Morgan Stanley to Hire 75 in Push for Latin American Wealthyby
Bank sees opening as international firms retreat from region
Hires are in addition to 75 people brought on in past 2 years
Morgan Stanley expects to hire 75 advisers in the U.S. this year to target rich Latin Americans investing in the world’s biggest economy, part of a strategy to focus on the region as other international banks retreat.
“We plan to continue to recruit successful teams from our competition this year,” James Jesse, the New York-based firm’s head of international wealth management, said in an interview. One of the bank’s strategies is to attract ultra-high-net-worth individuals by offering them resources similar to those available to institutional clients such as hedge funds and corporations, including economic and equity research, investing strategies, hedging and bespoke products, Jesse said.
The new hires would bring to 435 the number of people Morgan Stanley has helping foreigners with their U.S. investments, after the company added 75 advisers with $25 billion in assets under management during the past two years, Jesse said. Morgan Stanley’s worldwide wealth-management business had a total of 15,889 advisers with $1.98 trillion of client assets as of the end of December.
The firm has been relying on higher profit margins in the wealth-management and brokerage businesses to help counter a decline in bond-trading revenue and stricter capital requirements in the wake of the financial crisis. About half of its $35 billion in net revenue last year came from managing investments and wealth.
Credit Suisse Group AG said in October it would wind down its U.S. private-banking operations because it didn’t have the scale needed to compete without significant new investments. Morgan Stanley negotiated an exclusive deal to recruit 35 U.S. advisers at the Zurich-based firm who cover Latin American clients, while Wells Fargo & Co. reached a deal for its roughly 250 brokers who focus on domestic clients.
“Close to 100 percent of the Credit Suisse advisers have signed their letters to join Morgan Stanley," Jesse said.

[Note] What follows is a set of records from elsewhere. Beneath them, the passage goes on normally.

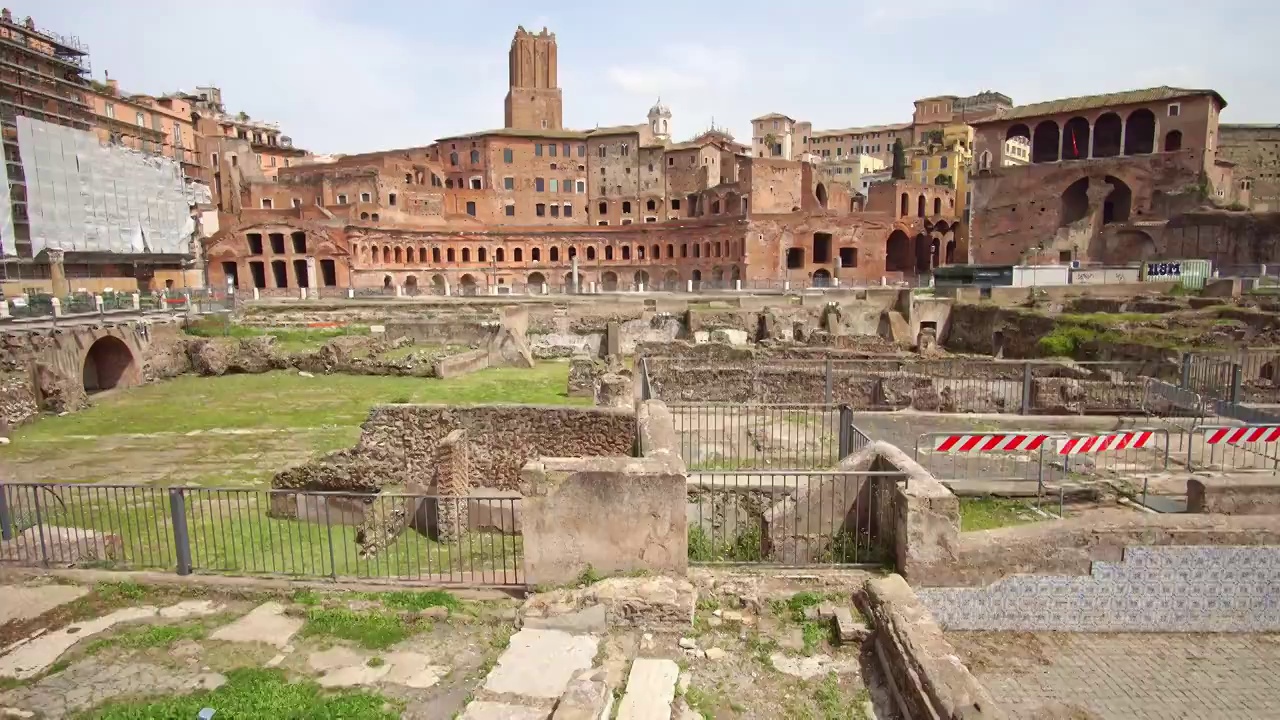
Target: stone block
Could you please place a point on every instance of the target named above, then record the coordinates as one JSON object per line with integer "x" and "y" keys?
{"x": 609, "y": 514}
{"x": 650, "y": 689}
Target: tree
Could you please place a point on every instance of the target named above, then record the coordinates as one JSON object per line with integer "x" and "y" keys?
{"x": 899, "y": 160}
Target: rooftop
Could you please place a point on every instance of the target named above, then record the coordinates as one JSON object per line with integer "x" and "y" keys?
{"x": 1092, "y": 101}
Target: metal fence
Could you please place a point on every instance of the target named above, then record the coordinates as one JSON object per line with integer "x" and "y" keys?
{"x": 256, "y": 532}
{"x": 1234, "y": 447}
{"x": 791, "y": 519}
{"x": 763, "y": 437}
{"x": 1027, "y": 387}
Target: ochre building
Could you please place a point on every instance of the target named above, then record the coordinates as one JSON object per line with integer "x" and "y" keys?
{"x": 516, "y": 209}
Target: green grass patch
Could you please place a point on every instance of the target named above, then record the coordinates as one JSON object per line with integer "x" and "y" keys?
{"x": 743, "y": 547}
{"x": 373, "y": 630}
{"x": 287, "y": 400}
{"x": 251, "y": 692}
{"x": 988, "y": 513}
{"x": 144, "y": 638}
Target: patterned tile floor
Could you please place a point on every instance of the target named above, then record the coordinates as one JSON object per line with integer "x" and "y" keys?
{"x": 1127, "y": 675}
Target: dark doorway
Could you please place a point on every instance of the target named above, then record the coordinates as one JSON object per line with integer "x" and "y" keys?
{"x": 1139, "y": 132}
{"x": 1106, "y": 136}
{"x": 1075, "y": 139}
{"x": 106, "y": 364}
{"x": 257, "y": 269}
{"x": 795, "y": 258}
{"x": 822, "y": 247}
{"x": 1046, "y": 142}
{"x": 280, "y": 273}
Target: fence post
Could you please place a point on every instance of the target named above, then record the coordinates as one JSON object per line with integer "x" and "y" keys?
{"x": 846, "y": 432}
{"x": 1027, "y": 388}
{"x": 828, "y": 387}
{"x": 181, "y": 538}
{"x": 5, "y": 519}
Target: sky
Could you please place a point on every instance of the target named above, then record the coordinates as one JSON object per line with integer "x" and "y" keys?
{"x": 355, "y": 77}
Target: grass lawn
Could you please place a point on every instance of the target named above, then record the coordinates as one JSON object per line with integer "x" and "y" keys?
{"x": 241, "y": 429}
{"x": 990, "y": 513}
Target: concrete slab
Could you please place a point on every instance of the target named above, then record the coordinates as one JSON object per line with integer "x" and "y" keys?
{"x": 539, "y": 664}
{"x": 650, "y": 689}
{"x": 32, "y": 657}
{"x": 23, "y": 602}
{"x": 502, "y": 711}
{"x": 264, "y": 624}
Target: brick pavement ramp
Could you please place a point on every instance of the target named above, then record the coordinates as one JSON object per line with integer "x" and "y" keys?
{"x": 1127, "y": 677}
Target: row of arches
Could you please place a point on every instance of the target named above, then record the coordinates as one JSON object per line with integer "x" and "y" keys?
{"x": 608, "y": 281}
{"x": 375, "y": 254}
{"x": 1107, "y": 136}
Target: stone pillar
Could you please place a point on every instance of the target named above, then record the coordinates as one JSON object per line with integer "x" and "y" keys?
{"x": 311, "y": 276}
{"x": 58, "y": 274}
{"x": 451, "y": 483}
{"x": 615, "y": 391}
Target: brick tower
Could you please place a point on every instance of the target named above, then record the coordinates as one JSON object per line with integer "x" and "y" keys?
{"x": 534, "y": 100}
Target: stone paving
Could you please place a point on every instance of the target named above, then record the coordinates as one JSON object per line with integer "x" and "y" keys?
{"x": 1128, "y": 677}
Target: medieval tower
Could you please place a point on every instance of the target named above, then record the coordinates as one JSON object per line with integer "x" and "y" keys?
{"x": 534, "y": 100}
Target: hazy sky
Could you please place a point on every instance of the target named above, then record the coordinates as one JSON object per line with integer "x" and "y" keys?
{"x": 348, "y": 77}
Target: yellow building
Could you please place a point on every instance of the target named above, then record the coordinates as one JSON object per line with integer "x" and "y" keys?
{"x": 944, "y": 156}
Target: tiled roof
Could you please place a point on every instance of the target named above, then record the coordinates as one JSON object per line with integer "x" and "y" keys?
{"x": 859, "y": 130}
{"x": 1092, "y": 101}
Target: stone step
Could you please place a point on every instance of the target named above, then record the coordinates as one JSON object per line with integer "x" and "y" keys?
{"x": 650, "y": 689}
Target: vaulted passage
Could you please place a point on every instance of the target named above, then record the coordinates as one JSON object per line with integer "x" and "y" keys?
{"x": 109, "y": 363}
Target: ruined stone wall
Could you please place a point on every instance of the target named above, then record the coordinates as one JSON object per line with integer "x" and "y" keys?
{"x": 502, "y": 438}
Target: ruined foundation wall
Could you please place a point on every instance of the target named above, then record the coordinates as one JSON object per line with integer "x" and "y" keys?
{"x": 502, "y": 438}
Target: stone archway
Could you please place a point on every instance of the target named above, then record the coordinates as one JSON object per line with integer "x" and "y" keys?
{"x": 108, "y": 364}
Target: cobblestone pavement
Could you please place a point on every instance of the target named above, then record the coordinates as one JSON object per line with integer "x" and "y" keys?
{"x": 1128, "y": 677}
{"x": 90, "y": 683}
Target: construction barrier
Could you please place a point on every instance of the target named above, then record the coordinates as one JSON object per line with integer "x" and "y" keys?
{"x": 1006, "y": 442}
{"x": 1234, "y": 447}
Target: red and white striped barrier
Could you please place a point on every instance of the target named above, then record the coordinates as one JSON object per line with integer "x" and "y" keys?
{"x": 1102, "y": 443}
{"x": 1009, "y": 442}
{"x": 1232, "y": 436}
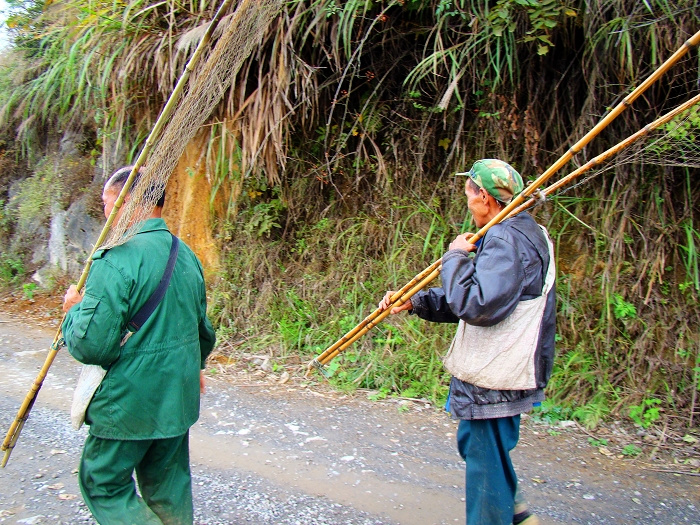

Wealthy individuals have about $10 trillion invested outside their own countries, according to Morgan Stanley. Roughly $1.4 trillion is in the U.S., with $900 billion of that from Latin Americans. High-net-worth clients from that region represent about 70 percent of the bank’s international wealth-management business, accounting for approximately $90 billion in assets under management, more than any other firm, Jesse said.
Bank of America
Morgan Stanley is also hiring teams from competitors such as Bank of America Corp., which last year shifted its strategy for international investors to serve richer clients. Existing international accounts at the Charlotte, North Carolina-based bank must maintain a minimum $1 million balance, up from $500,000, while new accounts must have between $2.5 million and $5 million. Morgan Stanley accepts clients with a minimum of $500,000.
Bank of America is also adding resources to the Merrill Lynch wealth-management business to serve clients investing in the U.S. who fit the new criteria, according to a spokesperson. Latin America is an important core market, with the bank serving clients in Brazil, Chile, Colombia, the Dominican Republic, Mexico, Panama and Peru. The bank said in January that it hired Fabio Concesi from Citigroup Inc. for its Miami office and Teresa Valdes-Fauli Weintraub in Coral Gables, Florida, from Fiduciary Trust International.
Jesse said Morgan Stanley has 12 offices serving Latin American individuals, with the largest in New York City and Miami.
The U.S. has emerged as one of the top destinations for wealth invested by individuals outside their own countries, behind traditional offshore sites such as Switzerland, the U.K., the Caribbean and Singapore, according to Morgan Stanley. Many families have second homes in the U.S., send their children to American universities or are looking for residency, Jesse said.
John Moore, Morgan Stanley’s chairman for the Latin American business, said economic and political instability in the region in the past few years is adding to the argument that wealthy investors shouldn’t have all their assets managed locally.
“We have found increasing opportunities to connect our individual and family-office clients to advisory, financing and other banking services," Moore said. “In Latin America, relationships are critical and tight-knit," he said, adding that “the wealth network is highly complementary to our other activities in the region and beyond.”
About 30 percent of Morgan Stanley’s business in Latin America comes from wealth management, Moore said.